Some may argue that auction prices can go beyond expectations. This can certainly and does happen, especially in a rising market but where a selling agent has quoted a price range that seems immediately low and a property is subsequently passed-in at auction on a bid well above the selling agent’s price guide, buyers have a right to be understandably frustrated. Good selling agents, however, know what they’re doing and how to manage their vendors expectations in ways that meet their fiduciary obligations to act in their clients’ interests and in line with their legal and ethical responsibilities to be honest, not to mislead, and to provide potential buyers with realistic price guides. Particularly for those more experienced agents, there really are no excuses for getting it wrong, with the obvious exception of highly unusual or unique properties.
As buyers’ agents, it’s our job to help minimise these situations for our purchaser clients. As we are so familiar with particular areas, and especially individual agents, we have the benefit of a clearer understanding of market values and agency practices.

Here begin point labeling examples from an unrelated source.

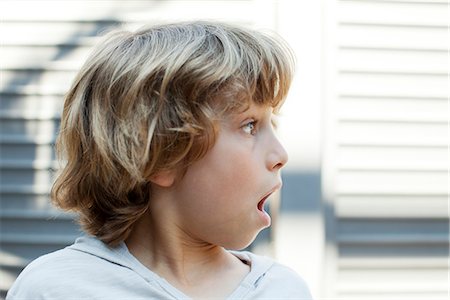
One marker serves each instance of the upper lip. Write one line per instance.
(267, 195)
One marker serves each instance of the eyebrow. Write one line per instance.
(274, 122)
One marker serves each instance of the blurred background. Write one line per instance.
(364, 210)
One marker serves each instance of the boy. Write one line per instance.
(170, 156)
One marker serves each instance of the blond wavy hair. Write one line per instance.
(149, 101)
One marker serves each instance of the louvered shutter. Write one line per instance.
(386, 151)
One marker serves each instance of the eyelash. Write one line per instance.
(252, 128)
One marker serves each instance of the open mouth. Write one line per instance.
(261, 203)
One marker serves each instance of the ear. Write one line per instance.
(164, 178)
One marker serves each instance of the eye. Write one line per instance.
(250, 127)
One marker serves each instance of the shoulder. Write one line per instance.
(66, 273)
(36, 277)
(274, 280)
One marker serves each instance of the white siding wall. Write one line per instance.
(386, 149)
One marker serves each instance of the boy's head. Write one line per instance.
(149, 101)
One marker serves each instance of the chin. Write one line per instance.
(241, 244)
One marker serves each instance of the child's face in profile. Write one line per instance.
(222, 195)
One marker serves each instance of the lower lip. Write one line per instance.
(265, 217)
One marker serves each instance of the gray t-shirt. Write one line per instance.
(91, 270)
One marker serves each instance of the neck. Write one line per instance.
(159, 243)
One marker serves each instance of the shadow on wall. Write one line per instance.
(42, 58)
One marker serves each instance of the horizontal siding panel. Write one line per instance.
(384, 206)
(389, 85)
(393, 227)
(392, 281)
(391, 109)
(393, 12)
(422, 250)
(391, 61)
(392, 182)
(392, 133)
(401, 37)
(389, 296)
(391, 158)
(404, 263)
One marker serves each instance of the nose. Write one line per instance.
(277, 156)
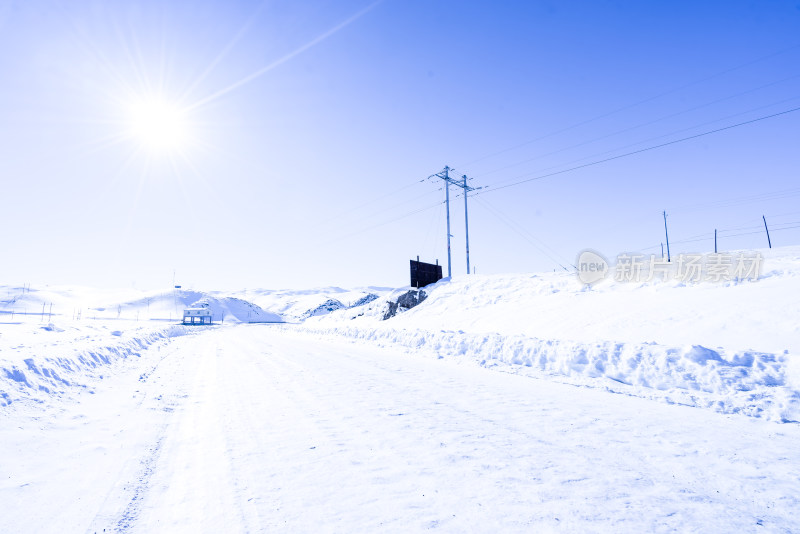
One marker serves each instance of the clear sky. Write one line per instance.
(277, 144)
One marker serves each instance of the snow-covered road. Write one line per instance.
(264, 429)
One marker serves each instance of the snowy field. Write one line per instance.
(513, 403)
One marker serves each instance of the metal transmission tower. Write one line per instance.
(445, 175)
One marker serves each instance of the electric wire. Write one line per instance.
(634, 127)
(632, 153)
(635, 104)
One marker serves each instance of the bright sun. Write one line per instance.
(159, 125)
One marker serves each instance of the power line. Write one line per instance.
(676, 141)
(361, 231)
(519, 229)
(662, 136)
(631, 128)
(640, 102)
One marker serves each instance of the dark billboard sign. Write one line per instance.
(423, 273)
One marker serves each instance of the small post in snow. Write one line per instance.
(769, 242)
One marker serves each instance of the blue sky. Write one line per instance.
(308, 129)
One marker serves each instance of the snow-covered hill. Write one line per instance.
(731, 346)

Having access to the latest sales data as well as market movements (days on market, sales histories, multiple sales in an area, median prices, capital growth figures, stock numbers on the market etc) allows us to build a highly detailed profile on a particular property and subsequently hopefully save our clients from the heartache and pain associated with some auctions. We don’t always get it right, as there are certainly some buyers who haven’t carried out their research or, for whatever reason, elect to pay more than what we consider “fair market value” but at least we can provide unbiased advice and save our buyers from making potentially costly mistakes in real estate purchases.